Dr: “Normal is below 60. High is 60 to 100. You are at 640.”
Ellen: “So … let’s see if the insurance pays for Copaxone, I guess.” But inside I was thinking, “I RULE! TEN TIMES THE UPPER LIMIT! WHOOOO!” Really, I did. Seriously, how do I have room for blood with all these antibodies?

I did a search on Copaxone, and found this dandy little quote:

“…[Copaxone] was originally believed to act as a decoy by drawing the immune system’s attack away from the myelin. Nowadays, researchers are no longer at all sure how Copaxone works. ”

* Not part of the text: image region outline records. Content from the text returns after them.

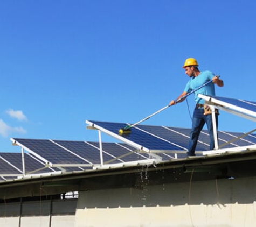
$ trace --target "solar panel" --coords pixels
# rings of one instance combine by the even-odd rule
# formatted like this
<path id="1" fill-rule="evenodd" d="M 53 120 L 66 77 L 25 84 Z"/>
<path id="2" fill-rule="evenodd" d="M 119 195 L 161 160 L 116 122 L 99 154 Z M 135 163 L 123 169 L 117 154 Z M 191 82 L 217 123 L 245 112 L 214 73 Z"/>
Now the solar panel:
<path id="1" fill-rule="evenodd" d="M 256 121 L 256 102 L 201 94 L 198 96 L 218 109 Z"/>
<path id="2" fill-rule="evenodd" d="M 19 171 L 15 167 L 12 166 L 10 164 L 4 160 L 0 155 L 0 175 L 10 175 L 22 174 L 22 172 Z"/>
<path id="3" fill-rule="evenodd" d="M 23 173 L 23 166 L 22 163 L 22 155 L 19 153 L 0 153 L 0 158 L 12 166 Z M 33 172 L 34 173 L 48 173 L 54 172 L 56 169 L 47 168 L 44 168 L 44 165 L 40 162 L 36 157 L 31 154 L 24 153 L 24 162 L 25 173 Z M 2 173 L 0 172 L 0 173 Z"/>
<path id="4" fill-rule="evenodd" d="M 51 166 L 61 167 L 67 171 L 92 169 L 93 166 L 101 165 L 101 151 L 98 142 L 20 138 L 12 140 L 43 160 L 45 165 L 49 162 Z M 139 154 L 133 147 L 121 143 L 102 143 L 102 148 L 105 164 L 149 159 L 148 155 Z"/>
<path id="5" fill-rule="evenodd" d="M 64 164 L 66 164 L 67 166 L 68 164 L 80 164 L 81 166 L 91 165 L 86 160 L 50 140 L 20 138 L 12 139 L 45 163 L 49 163 L 50 166 L 57 167 L 58 165 L 64 166 Z M 77 167 L 73 170 L 81 171 L 81 169 Z"/>
<path id="6" fill-rule="evenodd" d="M 120 136 L 119 134 L 119 129 L 128 125 L 128 124 L 94 120 L 86 120 L 86 123 L 91 126 L 124 141 L 132 146 L 148 152 L 161 152 L 165 156 L 159 153 L 157 154 L 165 159 L 167 157 L 174 158 L 174 154 L 177 155 L 175 157 L 178 158 L 185 157 L 184 154 L 186 153 L 190 129 L 140 125 L 132 128 L 130 133 Z M 245 136 L 245 133 L 219 131 L 219 145 L 228 148 L 256 145 L 255 134 L 245 135 L 245 137 L 239 138 L 243 136 Z M 228 143 L 234 138 L 237 140 L 231 144 Z M 202 130 L 197 146 L 197 153 L 208 151 L 209 143 L 207 131 Z"/>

Oh. Well. The insurance pays for it, so I don’t care.

Rock and Roll!
I just read such a great review of a Counting Crows concert with such appealing photos that it made me want to attend one. In addition, many people who like Barenaked Ladies speak highly of Counting Crows, and as it turns out they will be right across the river in August. So, I’m going. I’m going across the river, and it makes me a little on edge. Plus, this is a General Admission concert. We shall see.


5 responses to “Almost-Weekend Update”

  1. I’m not sure I understand? A man who doesn’t like big boobage? That doesn’t compute. Or does he just not like other people ogling his boobalicious wife?

  2. I love Counting Crows… dare I say, more than BNL? Went to Omaha a few years ago to see them and was not disappointed. They’re coming nearby in August and I’m hoping to go… Let us know what you think!Oh, and the boobage? Just be grateful you got some! LOL!

  3. Jenny – yes, it is true. He also won’t have sex with me if we aren’t getting along. It’s like he’s a woman.Sue – Hmm. I wouldn’t want to think I would love CC more – wait, there’s no CC cruise. No worries then.

  4. If you really want to have some booby fun, try a corset, my partner, wearing a victorian boned one said while driving that she would have no need of air bags if in a crash (apparently having your boobs actually press up against your neck is an odd feeling – I can’t say as the closest I get to her level of verticality requires padded bras and hanging upside down)

  5. Elizabeth – there was a time when I could have rocked a corset, but now I think there might be some back fat cleavage to counter the boob cleavage. And I understand you are rocking the thong cleavage yourself.